= Millbrook, North Carolina =

Former village in North Carolina, US

Millbrook was a village in Wake County, North Carolina. Growth of Raleigh suburbs in the mid to late twentieth century swallowed up the village. Millbrook High, Middle, and Elementary school in Raleigh are named after the village.

==History==
The community developed in the early 1860s around an important gristmill situated on Marsh Creek. The gristmill, known as "Mill Brook," is believed to be the origin of the village's name. Historians believe that the remains of this original mill still exist today, though they are largely unrecognized by many locals.

The village grew around the Raleigh and Gaston Railroad, which established a station in the village in 1860. This railroad line, chartered in 1835 and completed in 1840, was North Carolina's second railroad, connecting Raleigh to Gaston, North Carolina. The establishment of the railroad station facilitated the growth of Millbrook by providing transportation and access to markets.
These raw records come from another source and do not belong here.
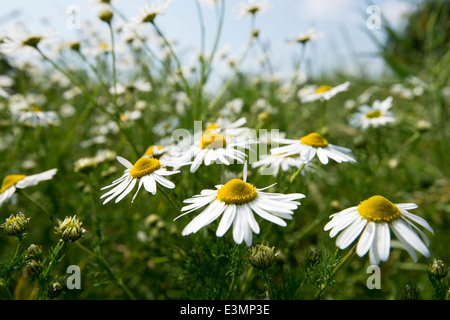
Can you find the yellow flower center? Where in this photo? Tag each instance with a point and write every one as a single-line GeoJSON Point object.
{"type": "Point", "coordinates": [373, 114]}
{"type": "Point", "coordinates": [237, 191]}
{"type": "Point", "coordinates": [212, 126]}
{"type": "Point", "coordinates": [151, 150]}
{"type": "Point", "coordinates": [378, 209]}
{"type": "Point", "coordinates": [11, 180]}
{"type": "Point", "coordinates": [323, 89]}
{"type": "Point", "coordinates": [213, 140]}
{"type": "Point", "coordinates": [314, 140]}
{"type": "Point", "coordinates": [36, 109]}
{"type": "Point", "coordinates": [144, 166]}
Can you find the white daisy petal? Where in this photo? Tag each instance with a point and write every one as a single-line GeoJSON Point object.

In the mid-20th century, the expansion of Raleigh's suburbs led to the annexation of Millbrook, and the village gradually faded from history. Today, very few remnants of the Millbrook community remain. Some abandoned homesteads can be found near Falls Lake, serving as ruins from another era.

==Geography==

Located approximately six miles north of present downtown Raleigh, at the intersection of what is now East Millbrook Road and Old Wake Forest Road (now Falls of Neuse Road). The area was characterized by rolling hills and fertile farmland, with an approximate elevation of 328 feet (100 meters) above sea level.

The village developed along Marsh Creek, a 6.21-mile-long tributary of Crabtree Creek. The creek's watershed encompasses approximately 9.58 square miles, primarily characterized by developed land with limited forest cover. Marsh Creek flows southeast through eastern Raleigh, eventually merging with Crabtree Creek near the US 64 and I-440 interchange.